Wednesday, January 14, 2009

January 14, 2009 question

The Wall-Street all-stars after the Enron meltdown in 2001 were none other than the bad boys of Enron. The blessings they bestowed upon the California energy landscape have since been passed on to the entire gas-guzzling community. If you want to get irritated, as Heather M (the M stands for Make Mine A Double), Steve T (the T stands for Tap's Open), Trevor, Karen H (the H stands for Hold The Barbecue And The Chicken On That Jack Daniel's Barbecue Chicken), and Karen M (the M stands for Maybe I Should Drive) probably were when they recalled the answer on Monday, check out this quote from former Enron exec Kenneth Lay, before he was convicted of being Lex Luthor:

"The broader goal of [Krugman's] latest attack on Enron appears to be to discredit the free-market system, a system that entrusts people to make choices and enjoy the fruits of their labor, skill, intellect and heart. He would apparently rely on a system of monopolies controlled or sponsored by government to make choices for people. We disagree, finding ourselves less trusting of the integrity and good faith of such institutions and their leaders.
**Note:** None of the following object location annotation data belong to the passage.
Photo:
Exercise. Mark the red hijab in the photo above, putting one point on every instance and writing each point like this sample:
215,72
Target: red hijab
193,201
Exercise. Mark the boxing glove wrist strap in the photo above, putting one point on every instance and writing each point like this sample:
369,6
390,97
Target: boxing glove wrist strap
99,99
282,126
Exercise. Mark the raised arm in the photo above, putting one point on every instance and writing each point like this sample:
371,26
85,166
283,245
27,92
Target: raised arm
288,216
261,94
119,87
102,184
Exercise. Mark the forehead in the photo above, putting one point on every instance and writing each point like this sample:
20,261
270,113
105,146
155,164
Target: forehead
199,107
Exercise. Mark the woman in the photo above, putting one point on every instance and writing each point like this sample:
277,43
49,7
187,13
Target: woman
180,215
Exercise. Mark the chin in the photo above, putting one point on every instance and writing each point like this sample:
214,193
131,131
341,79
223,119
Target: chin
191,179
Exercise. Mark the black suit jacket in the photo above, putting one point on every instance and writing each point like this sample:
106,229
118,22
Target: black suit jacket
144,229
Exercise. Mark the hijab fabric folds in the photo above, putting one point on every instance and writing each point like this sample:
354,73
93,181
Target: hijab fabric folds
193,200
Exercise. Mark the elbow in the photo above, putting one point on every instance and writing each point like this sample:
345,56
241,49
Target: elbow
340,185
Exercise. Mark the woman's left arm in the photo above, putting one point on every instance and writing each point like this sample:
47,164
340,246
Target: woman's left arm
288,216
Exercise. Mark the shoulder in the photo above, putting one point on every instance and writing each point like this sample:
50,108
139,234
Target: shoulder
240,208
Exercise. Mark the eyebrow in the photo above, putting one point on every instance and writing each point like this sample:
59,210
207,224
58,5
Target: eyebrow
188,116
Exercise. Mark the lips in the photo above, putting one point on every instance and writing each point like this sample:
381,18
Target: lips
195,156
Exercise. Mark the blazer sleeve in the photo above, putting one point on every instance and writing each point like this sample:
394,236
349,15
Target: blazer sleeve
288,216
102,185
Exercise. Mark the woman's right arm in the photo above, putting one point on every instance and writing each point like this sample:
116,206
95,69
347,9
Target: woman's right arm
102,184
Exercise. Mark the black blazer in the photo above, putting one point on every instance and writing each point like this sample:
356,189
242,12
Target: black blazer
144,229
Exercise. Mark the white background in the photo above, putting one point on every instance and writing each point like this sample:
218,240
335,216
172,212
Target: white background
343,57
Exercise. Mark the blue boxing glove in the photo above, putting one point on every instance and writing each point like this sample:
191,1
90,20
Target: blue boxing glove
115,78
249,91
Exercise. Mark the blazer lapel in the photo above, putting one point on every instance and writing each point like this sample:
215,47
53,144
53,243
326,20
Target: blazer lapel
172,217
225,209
"The example Mr. Krugman cites of 'financialization' run amok (the electricity market in California) is the product of exactly his kind of system, with active government intervention at every step. Indeed, the only winners in the California fiasco were the government-owned utilities of Los Angeles, the Pacific Northwest and British Columbia. The disaster that squandered the wealth of California was born of regulation by the few, not by markets of the many."
The tactics in question boiled down to a bit of legislation that allowed Enron to inflate prices of everything under the shroud of what became known as Investor-Satan privilege, a law that expressly forbids the government from investigating the terms of any agreements between futures & commodity traders and the Lord of Darkness.

Can you tell the frigid snow storm is making me irritable? Here's today's question:

True or False (see, I'm feeling irritable, but generous): Pepto-Bismal contains a radioactive ingredient.